Real-time document tracking and viewing
Monitor the status of documents as soon as they arrive in eTMF. Also, it reduces the chances of data entry errors, allowing the workflow to continue uninterrupted. It enables monitors to obtain data in seconds and as frequently as required. By using less time, the monitor will be able to focus their attention on other parts of the clinical trials, resulting in higher quality studies.
Improved eTMF metrics
Not having access to reliable, improved eTMF metrics throughout a clinical trial is like driving at night with your headlights turned off. Dashboards, metrics, and KPIs provide rapid visibility into eTMF and lead users through addressing any issues that may arise to increase process efficiencies. You can examine the workflow metadata to see which artifacts are usually erroneously indexed and the reasons for rejecting other documents.

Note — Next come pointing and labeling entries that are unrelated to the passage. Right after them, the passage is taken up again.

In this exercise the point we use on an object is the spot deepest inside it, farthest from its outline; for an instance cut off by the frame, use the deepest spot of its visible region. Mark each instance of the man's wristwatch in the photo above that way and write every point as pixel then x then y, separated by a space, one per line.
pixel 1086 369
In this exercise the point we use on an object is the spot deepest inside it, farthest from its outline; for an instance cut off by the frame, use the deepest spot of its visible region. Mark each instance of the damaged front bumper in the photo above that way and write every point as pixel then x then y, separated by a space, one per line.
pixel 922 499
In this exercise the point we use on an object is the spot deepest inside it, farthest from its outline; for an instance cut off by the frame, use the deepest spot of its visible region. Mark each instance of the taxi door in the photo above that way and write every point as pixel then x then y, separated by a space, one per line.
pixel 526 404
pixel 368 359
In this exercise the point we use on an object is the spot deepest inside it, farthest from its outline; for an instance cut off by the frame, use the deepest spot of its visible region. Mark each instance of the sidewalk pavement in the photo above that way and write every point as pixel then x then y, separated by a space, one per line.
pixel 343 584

Document classification powered by AI
Determine the document type using a predefined classification scheme, such as the TMF Reference Model. Documents are automatically categorized; human inspection is only required to recheck artifacts, sub-artifacts, and file types. It increases speed and quality by introducing a more effective eTMF strategy and automated procedures and enabling continuous improvement. All these additions allow for the creation of a higher-quality eTMF.
Conclusion
Massive amounts of data are generated from the beginning until the end of a clinical trial. Trial investigators, sponsors, and monitors frequently need to categorize and extract critical information from these records to help downstream procedures and decision-making. However, manual data processing becomes neither efficient nor sustainable as document volumes grow. As a result, automation is essential. However, the majority of automated solutions only function with structured data. They are unable to analyze unstructured data in clinical trial paperwork. This add-on significantly increases eTMF processing speeds and output quality over manual techniques, thanks to its advanced automation capabilities and machine learning algorithms trained on millions of eTMF documents.